The RLA is today calling on the industry and the Government to establish a common survey of the level of rents following an investigation showing a chasm between different rent surveys.
A report for Residential Property Investor, the official publication of the Residential Landlords Association, has established that the large number of different rent indices puts average UK rents in the private rented sector anywhere between £682 a month, reported by letting agents Belvoir, and £1,974 by the Association of Residential Lettings Agents (ARLA).
According to the Government’s official data from the Valuation Office Agency however, average rents across England in the 12 months to September 2012 stood at £705, an increase of just 1.3 per cent on the 12 months before, significantly lower than the rate of inflation as measured by both the Consumer Price and Retail Price Indices.£682 a month, reported by letting agents Belvoir, and £1,974 by the Association of Residential Lettings Agents (ARLA).
When looking at London the disparities become even bigger, with LSL quoting average rents in the capital at just over £1,100, and ARLA putting the figure for central London rents at over £4,100.
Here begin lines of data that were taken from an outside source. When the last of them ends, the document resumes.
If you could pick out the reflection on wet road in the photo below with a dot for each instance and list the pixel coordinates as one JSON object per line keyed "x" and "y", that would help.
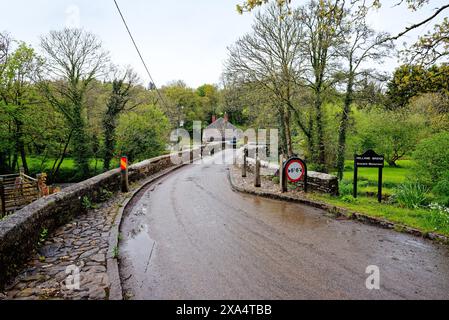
{"x": 191, "y": 237}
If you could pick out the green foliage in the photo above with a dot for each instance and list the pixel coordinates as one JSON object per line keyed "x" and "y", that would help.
{"x": 143, "y": 135}
{"x": 42, "y": 237}
{"x": 87, "y": 203}
{"x": 411, "y": 195}
{"x": 105, "y": 195}
{"x": 349, "y": 199}
{"x": 391, "y": 133}
{"x": 441, "y": 190}
{"x": 432, "y": 159}
{"x": 439, "y": 217}
{"x": 346, "y": 188}
{"x": 412, "y": 80}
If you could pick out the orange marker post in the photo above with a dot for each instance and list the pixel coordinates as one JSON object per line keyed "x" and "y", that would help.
{"x": 124, "y": 174}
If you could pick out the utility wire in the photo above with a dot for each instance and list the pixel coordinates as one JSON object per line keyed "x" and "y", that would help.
{"x": 140, "y": 55}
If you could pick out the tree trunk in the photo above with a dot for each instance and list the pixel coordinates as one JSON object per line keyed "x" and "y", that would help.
{"x": 288, "y": 134}
{"x": 321, "y": 148}
{"x": 341, "y": 152}
{"x": 20, "y": 145}
{"x": 283, "y": 146}
{"x": 109, "y": 126}
{"x": 80, "y": 144}
{"x": 54, "y": 171}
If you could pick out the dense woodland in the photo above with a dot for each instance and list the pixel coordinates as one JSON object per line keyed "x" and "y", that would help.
{"x": 307, "y": 69}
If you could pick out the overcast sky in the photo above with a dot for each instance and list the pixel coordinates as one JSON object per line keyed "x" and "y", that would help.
{"x": 179, "y": 39}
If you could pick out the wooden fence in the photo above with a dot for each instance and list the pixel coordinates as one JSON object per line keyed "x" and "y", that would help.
{"x": 17, "y": 191}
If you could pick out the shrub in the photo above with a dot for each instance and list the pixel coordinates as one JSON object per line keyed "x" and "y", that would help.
{"x": 411, "y": 195}
{"x": 349, "y": 199}
{"x": 432, "y": 159}
{"x": 143, "y": 135}
{"x": 438, "y": 216}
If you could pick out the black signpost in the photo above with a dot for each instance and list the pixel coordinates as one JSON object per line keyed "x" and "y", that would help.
{"x": 369, "y": 159}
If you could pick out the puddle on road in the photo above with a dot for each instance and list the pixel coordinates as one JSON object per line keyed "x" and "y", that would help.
{"x": 139, "y": 247}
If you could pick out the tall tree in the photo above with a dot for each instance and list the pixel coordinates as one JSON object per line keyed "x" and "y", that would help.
{"x": 321, "y": 45}
{"x": 362, "y": 45}
{"x": 18, "y": 74}
{"x": 269, "y": 57}
{"x": 122, "y": 93}
{"x": 73, "y": 59}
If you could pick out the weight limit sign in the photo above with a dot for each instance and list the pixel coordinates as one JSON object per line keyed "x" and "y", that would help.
{"x": 295, "y": 170}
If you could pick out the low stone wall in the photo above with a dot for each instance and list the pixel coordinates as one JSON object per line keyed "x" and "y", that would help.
{"x": 20, "y": 232}
{"x": 317, "y": 182}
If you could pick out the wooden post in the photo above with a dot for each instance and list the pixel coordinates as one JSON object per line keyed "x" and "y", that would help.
{"x": 245, "y": 162}
{"x": 124, "y": 174}
{"x": 355, "y": 179}
{"x": 2, "y": 197}
{"x": 257, "y": 183}
{"x": 379, "y": 194}
{"x": 39, "y": 184}
{"x": 245, "y": 156}
{"x": 282, "y": 177}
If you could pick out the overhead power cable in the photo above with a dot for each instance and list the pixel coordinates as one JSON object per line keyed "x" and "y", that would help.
{"x": 140, "y": 55}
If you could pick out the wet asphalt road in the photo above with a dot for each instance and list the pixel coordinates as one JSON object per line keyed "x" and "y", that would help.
{"x": 191, "y": 237}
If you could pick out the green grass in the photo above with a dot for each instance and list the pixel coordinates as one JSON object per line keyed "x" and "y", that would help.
{"x": 67, "y": 171}
{"x": 415, "y": 218}
{"x": 418, "y": 218}
{"x": 392, "y": 177}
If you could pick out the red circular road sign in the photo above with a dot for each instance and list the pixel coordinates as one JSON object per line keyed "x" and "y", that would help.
{"x": 295, "y": 170}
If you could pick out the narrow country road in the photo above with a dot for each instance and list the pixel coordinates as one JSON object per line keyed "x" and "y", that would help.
{"x": 191, "y": 237}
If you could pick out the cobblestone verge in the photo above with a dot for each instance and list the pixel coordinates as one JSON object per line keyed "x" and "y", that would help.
{"x": 80, "y": 245}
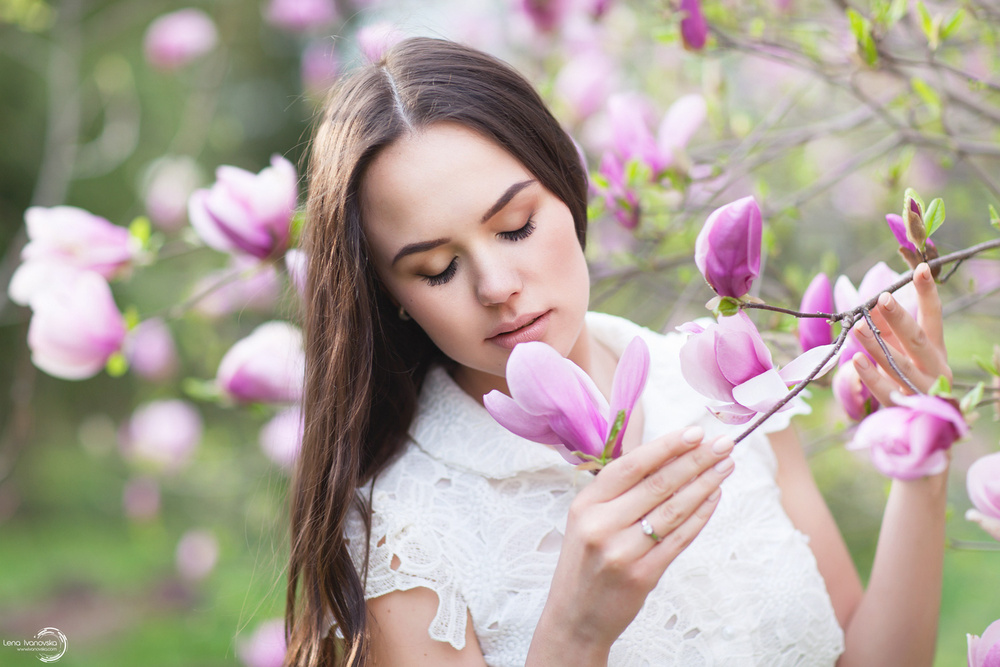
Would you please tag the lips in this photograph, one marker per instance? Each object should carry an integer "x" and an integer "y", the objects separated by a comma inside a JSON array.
[{"x": 520, "y": 330}]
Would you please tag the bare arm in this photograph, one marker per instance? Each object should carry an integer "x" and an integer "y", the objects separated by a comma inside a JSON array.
[{"x": 894, "y": 622}]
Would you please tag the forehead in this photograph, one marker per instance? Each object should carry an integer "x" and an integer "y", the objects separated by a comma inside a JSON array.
[{"x": 439, "y": 176}]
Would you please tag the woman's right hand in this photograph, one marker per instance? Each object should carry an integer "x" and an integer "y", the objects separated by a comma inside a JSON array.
[{"x": 608, "y": 564}]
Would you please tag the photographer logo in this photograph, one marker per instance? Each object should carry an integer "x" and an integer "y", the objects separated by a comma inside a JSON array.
[{"x": 49, "y": 644}]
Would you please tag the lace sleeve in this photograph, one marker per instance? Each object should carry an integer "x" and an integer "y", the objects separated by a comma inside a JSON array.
[{"x": 407, "y": 551}]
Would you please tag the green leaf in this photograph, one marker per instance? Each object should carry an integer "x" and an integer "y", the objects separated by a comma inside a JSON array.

With seven of the rental indices in the UK compiled by lettings agents with a self-interest in exaggerating rental income to encourage landlords to use them, the RLA is calling on the Government and the industry to establish a single, clear, rent level survey that gives all sides a credible basis from which to make future decisions affecting the sector.
Commenting on the findings, Alan Ward, Chair of the Residential Landlords Association, who will today given evidence to the Communities and Local Government Select Committee inquiry on the Private Rented Sector said, “When making policy it is vital that ministers have clear and authoritative data from which to make their decisions.
“As there is a great deal of media and political attention focussed on the private rented sector given its increasing size and concern over the impact of major reforms to housing benefits, it is worrying that ministers are making decisions based on unreliable and often widely different data.
“In the interests of good policy and to ensure public confidence in data on private rents, there needs to be one rental level index in which all parties can have complete confidence and which no longer gets driven by the commercial interests of lettings agents.”